Each story lives in that same atmosphere, one that’s razor-sharp in its intentionality, placing the reader in an otherworldly state-of-mind as they gradually come to learn how characters move through the space. Readers begin to recognize and then anticipate the many trips over and under the bridge to Overtown, stopping to gaze out over the river which, depending on the season, is either frozen over or thawing. The reader’s senses stay on high alert: whose car is parked outside the house? Is that smell a rotting turtle beneath the floorboards or the migratory caterpillars baking on the bridge? Are those knocking sounds in the wall bad pipes or evil spirits? Did someone remember to cover the dirty dishes with a cloth tonight? This combination of the ethereal with the commonness of poverty-stricken life on the rez creates a magical effect that lingers well after a story has been finished and the book has been returned to the shelf, likely sandwiched in the perfect spot between Denis Jonson’s Jesus’ Son and Tommy Orange’s There There.

The final story in the collection “The Name Means Thunder” provides the point of telling for the entire book. David, a middle-aged man now more concerned with his cataracts rather than scoring drugs, recalls a specific memory from his teenage years, one that has been warped over time but has persisted as a haunting zombie in his brain. This is the only instance in the collection where Adult David and Young David share the same story, giving it an air of ultimate destiny.
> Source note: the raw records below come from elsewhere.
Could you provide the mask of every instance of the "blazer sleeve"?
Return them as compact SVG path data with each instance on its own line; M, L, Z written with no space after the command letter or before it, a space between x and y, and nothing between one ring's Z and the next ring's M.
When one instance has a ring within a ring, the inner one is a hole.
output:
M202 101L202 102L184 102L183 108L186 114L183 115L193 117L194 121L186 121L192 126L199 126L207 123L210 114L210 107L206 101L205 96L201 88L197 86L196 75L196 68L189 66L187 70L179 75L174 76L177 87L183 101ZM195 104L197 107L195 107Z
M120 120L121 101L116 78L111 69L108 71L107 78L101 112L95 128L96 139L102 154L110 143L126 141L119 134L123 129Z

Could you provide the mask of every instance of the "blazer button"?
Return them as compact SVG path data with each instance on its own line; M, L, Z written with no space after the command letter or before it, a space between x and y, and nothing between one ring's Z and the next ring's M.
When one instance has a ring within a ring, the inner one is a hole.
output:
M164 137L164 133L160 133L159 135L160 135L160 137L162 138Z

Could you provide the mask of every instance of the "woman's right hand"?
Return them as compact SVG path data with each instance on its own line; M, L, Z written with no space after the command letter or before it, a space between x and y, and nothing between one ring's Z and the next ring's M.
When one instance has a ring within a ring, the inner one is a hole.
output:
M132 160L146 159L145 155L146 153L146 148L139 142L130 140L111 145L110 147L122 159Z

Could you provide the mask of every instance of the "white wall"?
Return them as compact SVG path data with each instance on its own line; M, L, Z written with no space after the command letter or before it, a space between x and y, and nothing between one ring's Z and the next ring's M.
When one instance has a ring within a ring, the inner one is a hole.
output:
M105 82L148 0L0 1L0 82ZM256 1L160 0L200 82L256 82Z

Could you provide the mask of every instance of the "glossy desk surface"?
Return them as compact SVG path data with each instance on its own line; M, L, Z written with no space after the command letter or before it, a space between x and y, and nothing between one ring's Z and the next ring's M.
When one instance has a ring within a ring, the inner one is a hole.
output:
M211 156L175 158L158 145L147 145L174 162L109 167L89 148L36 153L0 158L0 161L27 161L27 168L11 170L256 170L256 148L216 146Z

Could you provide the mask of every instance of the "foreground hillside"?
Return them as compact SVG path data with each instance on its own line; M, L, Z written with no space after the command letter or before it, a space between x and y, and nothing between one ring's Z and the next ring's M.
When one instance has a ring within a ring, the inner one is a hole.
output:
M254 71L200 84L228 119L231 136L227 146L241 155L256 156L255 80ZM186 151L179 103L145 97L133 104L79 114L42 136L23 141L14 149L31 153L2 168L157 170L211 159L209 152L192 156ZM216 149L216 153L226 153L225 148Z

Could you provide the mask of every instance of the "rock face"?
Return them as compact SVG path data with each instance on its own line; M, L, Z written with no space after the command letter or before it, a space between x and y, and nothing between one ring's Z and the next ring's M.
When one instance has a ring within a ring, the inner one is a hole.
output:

By placing this piece at the end of the collection, David’s timeline becomes clearer than ever, and the reader is able to trace back carefully to more fully understand the emotional temperament of his character in previous stories. The final pages urge one to flip back to the beginning, to revisit David at the start, so that one can take in the totality of the emotional torment acquired along the journey. How do the living come back to life? The question ambles on, knocking against the skull, fighting off starvation.